In the last 10 years, more than 67000 studies have been reported from across the globe on antimicrobial resistance to understand the prevalence of AMR pathogens, diversity and abundance of resistance traits, mechanisms of acquisition and dissemination of resistance genes, as well as on drug-susceptibility testing, rapid diagnosis of AMR pathogens and developing strategy to re-sensitize the resistance variants against existing drugs of public health importance. Despite the availability of the plethora of information on the fundamental science of resistance biology, the information on the rise of resistant pathogens across the globe is surprisingly scarce. Our data show that the clinical isolates of enteric pathogens are continuously evolving to counterbalance the bactericidal/bacteriostatic effects of clinically important antimicrobial drugs because of the remarkable plasticity of their genome. Most importantly, the resistance machineries are also shifting from canonical stable antibiotic target modifications to acquisition of mobile resistance traits that efficiently make the drugs ineffective and could disseminate rapidly to the other microbes in hospital and community settings. To combat the serious threat of rising AMR in enteric pathogens and to stem the decline in effectiveness of antibiotics of public health importance, it is imperative to develop strategies for robust surveillance, restriction on improper antibiotic usage and identify the routes that are facilitating the rapid dissemination of antibiotic resistance in pathogenic and nonpathogenic bacterial cells.

Materials and Methods

Bacterial strains and plasmids

AMR profile of all the isolates is given in Table S1. All these isolates, except P. stuartii, are from patients with acute diarrhea. Relevant characteristics recombinant plasmids used in this study are listed in Supl. Table S5B. Bacterial isolates were grown under shaking or static conditions at 37 °C in Luria-Bertani (LB) or Mueller-Hinton (MH) Agar medium (Sigma, USA). Different antibiotic discs (BD, USA) or solutions used in this study are mentioned in Supl. Table S5D. Expressions of different genes encoding antibiotic resistance were under the regulation from an arabinose-inducible promoter.

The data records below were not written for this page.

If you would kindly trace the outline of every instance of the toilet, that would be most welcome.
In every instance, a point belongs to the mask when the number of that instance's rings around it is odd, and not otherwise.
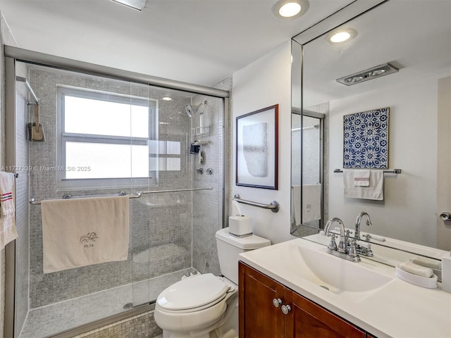
[[[161,292],[154,315],[163,338],[237,338],[238,255],[271,242],[254,234],[237,237],[228,227],[216,237],[223,277],[198,274]]]

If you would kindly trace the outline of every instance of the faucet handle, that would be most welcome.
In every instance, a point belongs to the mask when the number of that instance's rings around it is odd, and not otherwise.
[[[347,251],[347,254],[351,257],[357,257],[357,251],[355,248],[355,239],[350,239],[350,249]]]
[[[329,237],[330,237],[330,242],[329,242],[329,245],[327,246],[328,249],[330,250],[337,250],[337,243],[335,243],[335,234],[333,232],[330,232],[329,234]]]

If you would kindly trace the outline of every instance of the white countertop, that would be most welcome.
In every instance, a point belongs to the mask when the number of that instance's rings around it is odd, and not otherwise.
[[[299,238],[241,254],[240,259],[379,338],[451,337],[451,294],[442,291],[440,283],[437,289],[418,287],[398,279],[395,268],[362,257],[359,263],[347,263],[361,264],[392,280],[362,297],[356,293],[350,299],[297,274],[290,251],[299,245],[326,251],[321,244]]]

Isolation, cultivation and identification of enteric pathogens

The following criteria were used for the inclusion of isolates in the current study. First, the isolates were of naturally competent Gram-negative enteric pathogens isolated frequently from the fecal samples of diarrheal patients from different parts of India. The selected isolates are notorious for drug resistance and dissemination of resistance traits to closely and distantly related bacterial species through horizontal gene transfer. Second, the pathogens may link with community or hospital associated infections. Third, the pathogens could be cultivated in BSL2 laboratory and have minimal doubling time. We have not included any Gram-positive enteric pathogens or bacteria that may infect through aerosol or require BSL3 level safety for isolation and drug susceptibility characterizations. Besides the above criteria, there was no bias in the inclusion of any specific species across any year.

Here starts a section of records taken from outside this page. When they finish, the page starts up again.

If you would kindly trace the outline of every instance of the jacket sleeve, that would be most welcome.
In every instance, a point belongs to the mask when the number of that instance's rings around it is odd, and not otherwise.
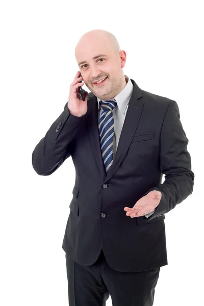
[[[32,156],[33,167],[40,175],[49,175],[70,156],[71,141],[84,115],[77,117],[64,111],[35,147]]]
[[[142,195],[152,190],[162,193],[160,203],[147,222],[168,213],[192,193],[194,174],[191,171],[188,143],[180,121],[178,105],[172,100],[166,111],[160,136],[160,170],[165,174],[165,180]]]

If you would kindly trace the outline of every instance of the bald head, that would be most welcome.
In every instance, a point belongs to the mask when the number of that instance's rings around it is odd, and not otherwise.
[[[96,29],[84,34],[80,39],[75,47],[75,57],[77,60],[78,55],[82,55],[88,46],[101,45],[111,50],[117,56],[120,51],[120,46],[113,34],[104,30]]]
[[[86,33],[76,44],[75,57],[83,82],[101,100],[115,96],[126,85],[122,70],[126,53],[112,33],[103,30]],[[103,79],[104,83],[95,84]]]

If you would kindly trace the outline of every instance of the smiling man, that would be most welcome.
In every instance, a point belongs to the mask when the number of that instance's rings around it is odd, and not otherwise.
[[[124,74],[126,53],[107,31],[85,33],[75,56],[68,101],[32,155],[39,175],[71,156],[76,170],[62,245],[69,304],[105,306],[110,295],[117,306],[152,306],[167,265],[165,214],[193,189],[178,107]]]

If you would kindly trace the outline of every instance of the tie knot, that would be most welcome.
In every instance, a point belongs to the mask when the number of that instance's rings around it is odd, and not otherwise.
[[[104,111],[110,110],[112,111],[116,106],[117,102],[115,99],[108,100],[108,101],[100,101],[100,104]]]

Different species of the family Vibrionaceae including V. parahaemolyticus and V. fluvialis were isolated on thiosulfate-citrate-bile salts-sucrose (TCBS) Agar (Eiken, Japan). Bacterial isolates belonging to family Enterobacteriaceae including E. coli, S. flexneri, S. boydii, S. sonnei, K. pneumonia, were isolated on MacConkey Agar (Fluka, USA). Sets of biochemical and serological tests were performed to identify isolates. The precise phylogenetic identity of all the whole genome sequenced XDR isolates were first confirmed by 16S rRNA gene sequencing. Bacterial species used in this study were isolated and characterized in biological safety cabinet Class II Type A2 (Logic, LABCONCO, USA).

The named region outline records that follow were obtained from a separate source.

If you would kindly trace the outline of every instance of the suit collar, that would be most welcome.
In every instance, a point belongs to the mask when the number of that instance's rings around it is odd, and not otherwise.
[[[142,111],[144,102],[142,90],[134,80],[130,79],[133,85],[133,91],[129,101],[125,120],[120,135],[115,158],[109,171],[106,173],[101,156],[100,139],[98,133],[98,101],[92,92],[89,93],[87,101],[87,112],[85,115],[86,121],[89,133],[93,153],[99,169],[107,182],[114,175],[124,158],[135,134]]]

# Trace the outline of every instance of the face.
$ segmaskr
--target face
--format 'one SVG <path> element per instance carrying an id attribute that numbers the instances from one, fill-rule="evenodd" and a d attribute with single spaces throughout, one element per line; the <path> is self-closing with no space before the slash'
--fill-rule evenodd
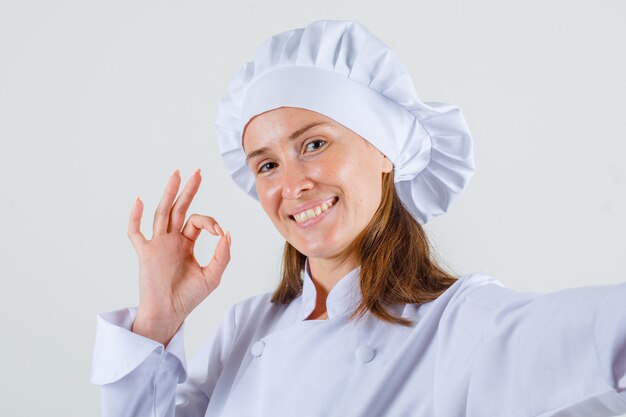
<path id="1" fill-rule="evenodd" d="M 309 258 L 349 256 L 380 204 L 391 162 L 352 130 L 293 107 L 252 118 L 243 146 L 261 205 L 280 234 Z"/>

Antibiotic susceptibility tests

Thirteen different bacterial species belonging to eight genera were used in the antibiotic susceptibility assay (Supl. Info. S1). Antimicrobial drug susceptibility testing was performed using the disc diffusion as well as broth dilution methods with commercially available antimicrobial discs (Becton Dickinson, Sparks Glencoe, MD, USA) and antibiotics solution respectively, according to Clinical and Laboratory Standards Institute (CLSI) criteria. Because the CLSI guidelines do not include interpretive criteria for some of the pathogens that we have tested, breakpoints for Enterobacteriaceae, mostly the Escherichia coli were adopted. The lists of these antibiotics for different lineages are provided in Supl. Table S4. Sensitivity or resistance to each antibiotic was determined by measuring the annular radius of inhibition of growth around each disc in accordance with the Clinical and Laboratory Standards Institutes (CLSI-2014). E. coli ATCC 25922 and V. cholerae O395 strains were used as a control in antimicrobial susceptibility tests. MIC for each drug was tested at a range of 1.5–160 μg/ml (Supl. Table S5D). Details of the test are mentioned in the Supl. Info. S1.

Next generation DNA sequencing

The Genomic DNA from all the XDR enteric pathogens were prepared by using Cetyltrimethylammonium bromide (CTAB) method followed by RNase treatment. The quality and quantity of genomic DNA from 27 XDR pathogens were estimated using Biospectrophotometer (Eppendroff, Germany) and 0.8% agarose gel electrophoresis. Samples with OD260/OD280 ratio ≥1.8 and DNA concentration ~500ng/μl with no visible contaminating stable RNA or DNA degradation, were used for whole genome sequencing using 454 GS FLX+sequencing chemistry (Roche, USA). Details of the sequencing are provided in the Supl. Info. S1.

Genome assembly, annotation and functional analysis

Filtered sequencing reads were used for genome assembly using GS de novo genome assembler (Brandford, CT, USA). First, seeds were generated from each read and assembly was done using minimum 40 nt overlap with more than 90% identity. Scaffolds were validated using MegaBLAST program. The Scaffolds for the genome were provided as inputs to the RAST server (version 7.3). The detailed annotations obtained for the genomes of six XDR isolates are provided in the Table S3. The protein ORFs obtained for the genomes were cross-compared with bacterial genomes isolated from various human body sites and draft sequenced as part of the Human Microbiome Project.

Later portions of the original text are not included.